Within this flow, Pastor
David Jang concludes his preaching on Acts 10 by insisting that the expansion
of mission is, ultimately, obedience to the Spirit’s guidance. He exhorts the
church not to settle into safe internal boundaries, but to persevere in a life
of prayer and giving that rises before God, and to respond to the Spirit’s
voice that shatters prejudice. The church does not exist for self-preservation.

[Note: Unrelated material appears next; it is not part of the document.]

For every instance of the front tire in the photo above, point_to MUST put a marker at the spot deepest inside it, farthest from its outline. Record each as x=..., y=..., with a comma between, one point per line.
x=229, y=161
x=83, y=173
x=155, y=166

The church is called to be the Spirit’s community that bears witness to Jesus
Christ. The meeting of Cornelius and Peter shows how concrete and actual that
calling is. And the reason that meeting was possible was not because one person
made a great decision, but because God had already prepared a path in
history—and on that path there were people who prayed and people who obeyed.
That expansion is the
expansion of God’s reign in human hearts through the Gospel. Therefore, reading
Acts 10 again is not recalling a past event; it is a calling to meet Cornelius
again and to experience Peter’s vision again here and now. We may think of
Gentiles as distant cultural others, yet in reality there are “Gentiles next to
us”—migrant workers, refugees, unbelieving family members, young adults outside
the church, wounded believers. To bring them the Gospel is not the task of
“fixing” them, but of recognizing and honoring the traces of God already at
work in them, and of sharing together the grace of Jesus Christ. The Spirit’s
guidance does not make the church’s language more aggressive; it makes it more
hospitable. Just as the Law exposes sin, our prejudices are exposed as well;
yet the Gospel does not end with condemnation—it leads us into repentance. In
this way, the expansion of mission is not the church making more people “our
side,” but the process of recognizing more neighbors as those whom God loves
and building, with them, a new community in the Gospel of Jesus Christ. In that
process we acknowledge the self-centeredness and exclusivism revealed by the
Law, and we learn, by the freedom given in the Gospel, how to welcome one
another.
And this learning is what
Pastor David Jang repeatedly ties to concrete practice in his preaching on Acts
10: establishing an everyday rhythm so that devotion and almsgiving are not
separated; discerning the Spirit’s guidance through the Word and prayer; and
honestly facing the invisible walls of discrimination still remaining within us
today—walls like those that once divided Jews and Gentiles. Then the church no
longer consumes the word “expansion” as a rhetoric of growth, but understands
it as the direction in which grace expands.
In this process, we come
to redefine the experience of the Holy Spirit. The absence of tongues or
mystical experiences does not mean the Spirit is absent; and the presence of
mystical experiences does not automatically mean one is Spirit-filled. In Acts 10,
the experience of the Spirit was a sign so clear that the church could no
longer withhold baptism—and at the same time it was an ethical power that
enabled the community to receive Gentiles as brothers. The experience of the
Spirit the church must have today must likewise be revealed as the collapse of
relational walls, sitting at one another’s tables, magnifying God together, and
letting the proclamation of the Gospel become the language of daily life. Just
as the circumcision controversy once shook the essence of the church, the
church today is still shaken by the question: who is worthy to belong with us?
But Acts 10’s answer is concise: do not call common the one whom God has made
clean. Before that word, we pray again, we give again, and we step again toward
unfamiliar neighbors. The Gospel of Acts 10 that Pastor David Jang holds fast
continues, in this way, to open the path of world mission even today.